Scientists uncover ways on how cancers can escape the immune system
A team of Singapore scientists has discovered new insights on how cancers evade the immune system. Using gastric cancer (GC), the third leading cause of cancer death worldwide, the conclusion made may be applicable to other major cancers with potential implications, that cancers might be better treated with immunotherapy, one of today’s most promising classes of anti-cancer drugs.
Promoters are regions in the genome that regulate the expression of genes, similar to the switch of a light bulb. Using an ultra-sensitive technique called NanoChIP-seq, the team surveyed the promoter landscape for GC to better understand the epigenetic mechanisms contributing to GC development. The team found that in GCs, gene promoters are dysregulated in a way that alters a tumour’s antigenic profile to evade the body’s immune system.
The study involved scientists and clinicians from Duke-NUS Medical School in the US, Genome Institute of Singapore, Cancer Science Institute of Singapore (CSI Singapore) at the National University of Singapore (NUS), and National Cancer Centre Singapore (NCCS).
“Using the NanoChIP-seq platform invented in Singapore, we created comprehensive epigenetic profiles for both GC and normal tissues,” explained team leader Professor Patrick Tan. “Epigenetics is a process by which a cell’s DNA is chemically modified by the environment, to change gene expression. By comparing the epigenetic profiles of gastric tumors to normal tissues from the same patient, we were able to identify those promoters specifically altered in GC tissues.” Professor Tan is a Faculty Member of Duke-NUS Medical School, Deputy Executive Director of the Biomedical Research Council at the Agency for Science, Technology and Research (A*STAR), and also Senior Principal Investigator at CSI Singapore and Principal Investigator at NCCS.
Just like how a light can be controlled by multiple switches to influence its intensity and color, the team identified hundreds of genes controlled by multiple promoters, causing alternate versions of that gene to be produced. The team demonstrated that some of these gene variants are capable of stimulating cancer growth. Strikingly, the team also found that many of these alternate gene variants produced in gastric tumors were also less likely to stimulate the immune system compared with their normal counterparts.

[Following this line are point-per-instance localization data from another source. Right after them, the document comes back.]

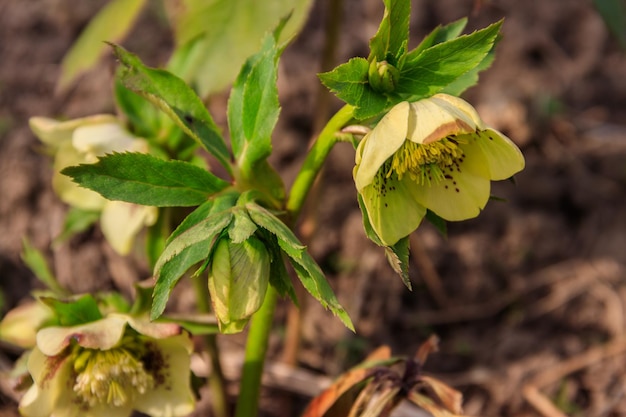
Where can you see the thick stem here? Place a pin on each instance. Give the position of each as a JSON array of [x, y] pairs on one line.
[[315, 160], [262, 320], [216, 381], [256, 350]]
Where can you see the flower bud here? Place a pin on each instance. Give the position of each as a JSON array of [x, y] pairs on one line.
[[238, 280], [383, 76]]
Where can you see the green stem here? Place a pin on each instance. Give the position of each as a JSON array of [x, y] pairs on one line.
[[315, 160], [256, 350], [216, 381], [262, 320]]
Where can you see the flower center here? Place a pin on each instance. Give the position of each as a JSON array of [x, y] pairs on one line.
[[112, 377], [425, 163]]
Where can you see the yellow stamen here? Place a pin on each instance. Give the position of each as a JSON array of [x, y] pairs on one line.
[[425, 163], [111, 377]]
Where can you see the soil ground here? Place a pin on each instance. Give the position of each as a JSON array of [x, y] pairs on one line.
[[529, 299]]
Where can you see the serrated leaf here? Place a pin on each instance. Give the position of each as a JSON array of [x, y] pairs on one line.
[[242, 226], [173, 96], [439, 66], [350, 83], [37, 263], [398, 257], [438, 35], [253, 106], [393, 31], [197, 325], [188, 247], [226, 32], [71, 313], [143, 179], [308, 271], [112, 24], [613, 13]]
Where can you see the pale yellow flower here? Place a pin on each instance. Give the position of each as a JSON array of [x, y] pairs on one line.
[[434, 154], [110, 367], [82, 141]]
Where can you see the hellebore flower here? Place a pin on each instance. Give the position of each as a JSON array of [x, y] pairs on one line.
[[110, 367], [82, 141], [434, 154]]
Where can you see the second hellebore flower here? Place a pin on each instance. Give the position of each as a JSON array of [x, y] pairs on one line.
[[110, 367], [82, 141], [434, 154]]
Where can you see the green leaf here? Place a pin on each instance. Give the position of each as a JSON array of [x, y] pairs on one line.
[[438, 35], [173, 96], [470, 78], [71, 313], [437, 67], [196, 324], [190, 243], [112, 24], [143, 179], [398, 257], [253, 106], [308, 271], [76, 221], [393, 32], [36, 262], [613, 13], [350, 83], [223, 33]]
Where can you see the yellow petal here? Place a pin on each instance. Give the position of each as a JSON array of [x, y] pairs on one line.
[[434, 118], [173, 396], [504, 158], [121, 221], [382, 142], [464, 191], [53, 132], [49, 394], [101, 334], [395, 212], [100, 139]]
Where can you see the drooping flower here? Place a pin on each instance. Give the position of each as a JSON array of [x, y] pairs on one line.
[[434, 154], [110, 367], [82, 141]]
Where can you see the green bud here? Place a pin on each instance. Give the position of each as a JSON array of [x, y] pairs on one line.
[[238, 280], [383, 76]]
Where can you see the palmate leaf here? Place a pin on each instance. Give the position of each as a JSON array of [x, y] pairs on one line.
[[190, 243], [143, 179], [306, 268], [433, 69], [393, 32], [217, 36], [173, 96], [350, 83]]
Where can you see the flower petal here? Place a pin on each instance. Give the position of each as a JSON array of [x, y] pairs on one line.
[[100, 334], [395, 212], [53, 132], [173, 397], [51, 376], [378, 145], [97, 140], [463, 192], [121, 221], [503, 157], [437, 117]]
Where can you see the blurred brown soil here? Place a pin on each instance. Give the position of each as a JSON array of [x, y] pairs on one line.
[[529, 299]]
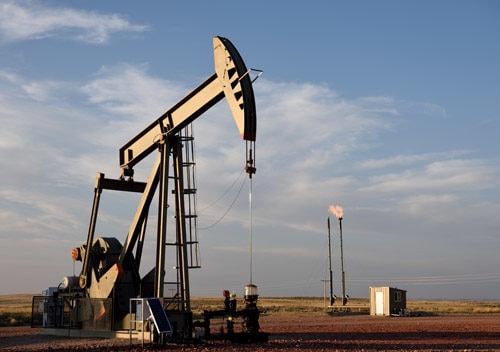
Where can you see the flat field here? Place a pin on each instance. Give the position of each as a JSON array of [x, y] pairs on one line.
[[303, 324]]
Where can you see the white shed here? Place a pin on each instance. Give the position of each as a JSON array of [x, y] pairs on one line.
[[388, 301]]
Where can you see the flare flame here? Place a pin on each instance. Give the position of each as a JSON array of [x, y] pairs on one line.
[[337, 211]]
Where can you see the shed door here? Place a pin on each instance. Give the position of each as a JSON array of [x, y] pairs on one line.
[[379, 303]]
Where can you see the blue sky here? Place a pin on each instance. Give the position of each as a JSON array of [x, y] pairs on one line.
[[389, 109]]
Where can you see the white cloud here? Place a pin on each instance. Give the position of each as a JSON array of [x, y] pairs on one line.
[[29, 21]]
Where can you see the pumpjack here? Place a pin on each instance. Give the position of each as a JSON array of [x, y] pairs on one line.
[[99, 298]]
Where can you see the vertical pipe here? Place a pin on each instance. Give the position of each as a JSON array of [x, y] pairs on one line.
[[162, 219], [332, 300], [250, 231], [90, 236], [344, 299], [181, 227]]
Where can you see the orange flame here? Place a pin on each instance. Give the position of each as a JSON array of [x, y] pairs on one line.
[[336, 210]]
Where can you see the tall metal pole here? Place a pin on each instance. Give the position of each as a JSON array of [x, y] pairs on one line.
[[344, 299], [332, 300]]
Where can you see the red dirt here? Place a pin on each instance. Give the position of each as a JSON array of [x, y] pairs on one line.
[[308, 332]]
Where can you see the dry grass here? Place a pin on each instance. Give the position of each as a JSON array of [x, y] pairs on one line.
[[16, 309]]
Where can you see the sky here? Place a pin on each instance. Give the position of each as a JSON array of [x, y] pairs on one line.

“Our data, combining computational, experimental assays, and analyses of human gastric cancers, indicates that the use of these less immunogenic variants may enhance the ability of a tumor to bypass the host’s immune system. This process is referred to as tumor immunoediting,” added Aditi Qamra, graduate student at the Genome Institute of Singapore and first author of this study. She is also a graduate student with the Department of Physiology at the NUS Yong Loo Lin School of Medicine.
The findings provide important insights into mechanisms used in cancer development and may have implications for cancer immunotherapy. While striking clinical responses have been seen in some patients treated with immunotherapy, these drugs are expensive, associated with side effects, and not all patients respond to the treatment.
The team’s results suggest that studying the promoter profiles of tumors may possibly identify those patients who would be responsive to immunotherapy. Moreover, the team also identified cellular pathways required by the tumor cell to maintain expression of the less immunogenic gene variants. The team is now exploring if targeting these pathways, combined with immunotherapy, can increase the proportion of patients that might respond to such drugs.
The team’s research was performed as part of the Singapore Gastric Cancer Consortium, supported by the A*STAR, Duke-NUS Medical School, as well as the National Research Foundation Singapore under its Translational and Clinical Research Flagship Programme (NMRC/TCR/009-NUHS/2013) administered by the Singapore Ministry of Health’s National Medical Research Council. The team is also working with ETPL, the commercialization arm of A*STAR, to develop the Nano-ChIPseq platform into a start-up, so that the platform is made available to more academic and industry customers.